Tu te protèges de cette idée en enfonçant ton esprit dans un brouillard complet. Perdu dans tes pensées qui sont aussi brouillées qu'un écran de télévision en pleine montagne un soir de tempête de neige, tu ne captes même pas le geste « soit-disant affectif » que ton hôte réalise envers toi sous la force d'une brusque pincement des joues. Si tu avais eu conscience de ce mouvement, il t'aurait ramené des années en arrière, au temps vénéré ou tu portais encore des couches-culottes et que tes parents t'aimaient encore, ce temps ou ni ton Père ni ta Mère n'avaient encore honte de ta personne et qu'ils te permettaient de voir les invités, les voisins, la famille…. les amis, même. Il était fréquent alors que les femmes de tout âge que ta Mère faisaient venir à domicile te pincent les joues en disant que tu avais grandi, que tu étais mignon, que tu étais gentil et ce, malgré les grondements masculins que tu poussais pour tenter de dissuader les personnes qui s'adonnaient à ce geste. Les joues rougies et un poil douloureuses, tu t'éloignais rapidement une fois la cérémonie de salutations terminée de cette masse de jupons pour aller bouder dans un coin ou dans un fauteuil lorsque tu étais invité à t'asseoir, ne comprenant déjà pas, à cette époque, les manières d'agir des femmes. Il n'y avait guère qu'Erika avec qui tu parvenais à t'entendre et que tu parvenais à comprendre.

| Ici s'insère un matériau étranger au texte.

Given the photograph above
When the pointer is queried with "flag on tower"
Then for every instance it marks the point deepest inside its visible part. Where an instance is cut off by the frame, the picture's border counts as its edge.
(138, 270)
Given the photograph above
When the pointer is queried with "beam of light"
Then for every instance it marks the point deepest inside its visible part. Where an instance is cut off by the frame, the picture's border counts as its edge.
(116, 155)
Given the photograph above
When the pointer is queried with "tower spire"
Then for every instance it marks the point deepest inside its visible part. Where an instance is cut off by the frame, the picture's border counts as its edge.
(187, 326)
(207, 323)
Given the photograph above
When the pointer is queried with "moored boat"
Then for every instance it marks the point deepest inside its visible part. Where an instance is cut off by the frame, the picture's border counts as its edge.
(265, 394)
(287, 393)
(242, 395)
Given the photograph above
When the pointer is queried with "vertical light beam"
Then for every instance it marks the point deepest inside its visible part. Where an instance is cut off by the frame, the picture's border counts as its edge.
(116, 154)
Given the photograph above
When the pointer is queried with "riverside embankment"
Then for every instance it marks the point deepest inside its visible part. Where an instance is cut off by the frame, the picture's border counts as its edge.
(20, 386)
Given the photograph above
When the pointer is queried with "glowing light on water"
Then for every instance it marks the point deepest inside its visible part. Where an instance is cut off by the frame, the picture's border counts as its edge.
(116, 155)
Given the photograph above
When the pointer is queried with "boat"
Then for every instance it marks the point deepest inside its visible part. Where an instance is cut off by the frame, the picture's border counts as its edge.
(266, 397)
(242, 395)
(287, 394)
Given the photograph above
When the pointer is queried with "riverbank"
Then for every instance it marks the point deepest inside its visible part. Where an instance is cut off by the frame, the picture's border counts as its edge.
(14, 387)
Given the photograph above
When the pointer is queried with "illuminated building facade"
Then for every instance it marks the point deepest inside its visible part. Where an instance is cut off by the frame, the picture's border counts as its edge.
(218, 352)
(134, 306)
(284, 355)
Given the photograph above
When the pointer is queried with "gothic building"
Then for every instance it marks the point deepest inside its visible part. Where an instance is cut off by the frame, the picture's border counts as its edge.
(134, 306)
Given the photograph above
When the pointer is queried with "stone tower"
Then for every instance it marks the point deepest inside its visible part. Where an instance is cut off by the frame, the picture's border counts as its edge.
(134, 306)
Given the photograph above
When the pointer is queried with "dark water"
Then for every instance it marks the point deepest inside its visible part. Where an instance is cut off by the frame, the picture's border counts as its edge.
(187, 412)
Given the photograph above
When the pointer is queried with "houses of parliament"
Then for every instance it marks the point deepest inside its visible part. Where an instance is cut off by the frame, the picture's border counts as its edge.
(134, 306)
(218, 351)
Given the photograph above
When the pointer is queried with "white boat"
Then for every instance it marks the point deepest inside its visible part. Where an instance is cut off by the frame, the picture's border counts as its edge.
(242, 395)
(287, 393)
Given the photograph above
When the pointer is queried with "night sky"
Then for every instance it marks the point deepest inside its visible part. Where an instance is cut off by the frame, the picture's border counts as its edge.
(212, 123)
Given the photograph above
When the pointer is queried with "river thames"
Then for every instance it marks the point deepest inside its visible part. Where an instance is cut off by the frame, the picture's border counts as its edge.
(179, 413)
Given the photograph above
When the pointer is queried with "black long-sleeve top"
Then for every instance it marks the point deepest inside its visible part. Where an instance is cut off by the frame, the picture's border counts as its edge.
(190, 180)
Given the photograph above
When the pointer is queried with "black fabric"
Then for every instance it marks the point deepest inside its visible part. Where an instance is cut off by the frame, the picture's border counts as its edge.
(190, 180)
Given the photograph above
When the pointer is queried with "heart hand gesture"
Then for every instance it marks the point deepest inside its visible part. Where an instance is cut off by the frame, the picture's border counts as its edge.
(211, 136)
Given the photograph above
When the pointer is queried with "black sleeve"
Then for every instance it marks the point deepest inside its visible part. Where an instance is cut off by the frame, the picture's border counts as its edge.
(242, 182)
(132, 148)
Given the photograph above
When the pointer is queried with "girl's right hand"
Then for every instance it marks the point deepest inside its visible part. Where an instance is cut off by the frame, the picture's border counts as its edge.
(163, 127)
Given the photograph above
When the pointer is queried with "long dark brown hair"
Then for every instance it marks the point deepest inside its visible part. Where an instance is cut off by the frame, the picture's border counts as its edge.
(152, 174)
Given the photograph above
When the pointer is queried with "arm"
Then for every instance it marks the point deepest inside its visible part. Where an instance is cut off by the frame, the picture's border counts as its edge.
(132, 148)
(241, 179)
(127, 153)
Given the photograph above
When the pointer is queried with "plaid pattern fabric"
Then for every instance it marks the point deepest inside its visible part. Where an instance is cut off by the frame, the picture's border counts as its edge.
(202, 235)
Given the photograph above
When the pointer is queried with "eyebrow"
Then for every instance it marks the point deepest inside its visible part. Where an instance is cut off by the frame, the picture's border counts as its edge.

Mais le temps était passé et les choses avaient changé.

Vous n'étiez plus des enfants et, si elle n'était pas encore une adulte, Erika était désormais devenue une de ces demoiselles dont tu ne parvenais pas à saisir tous les mécanismes. Tu en as eu la preuve à l'instant, lorsqu'elle t'a empêché de prendre la parole pour terminer tes paroles d'adieu. Tu en as eu la preuve lorsque, même après avoir lu les huit piliers auxquels vous devrez faire face durant tout l'été, elle n'a pas renoncé à partir. Oh ! Comme les femmes et leurs semblables de tous âges peuvent-être cruelles, songes-tu, sans en faire part à haute voix cette fois-ci. Tu as en quelques sorte repris le contrôle de toi-même, mais ce contrôle s'arrête lorsque tu prends en main la pokéball que le collectionneur t'a confié en même temps que Farfuret. Cette expression de bête prise au piège qui cherche tous les moyens possibles de s'enfuir qu'il te lance, tu ne le connais que trop bien. Tu as l'impression de te revoir, des années en arrière, lorsque tu suppliais ton Père de ne pas t'enfermer. Les rôles sont inversés, cette fois.

« Je ne sais pas… Imagines qu'il nous surveillent de près… Ils ont l'air stricts au vu des règles évoquées sur nos papiers… Je sais que tu as sûrement raison mais je… Tu ne sais pas ce que… Oh.. laisses tomber finalement. »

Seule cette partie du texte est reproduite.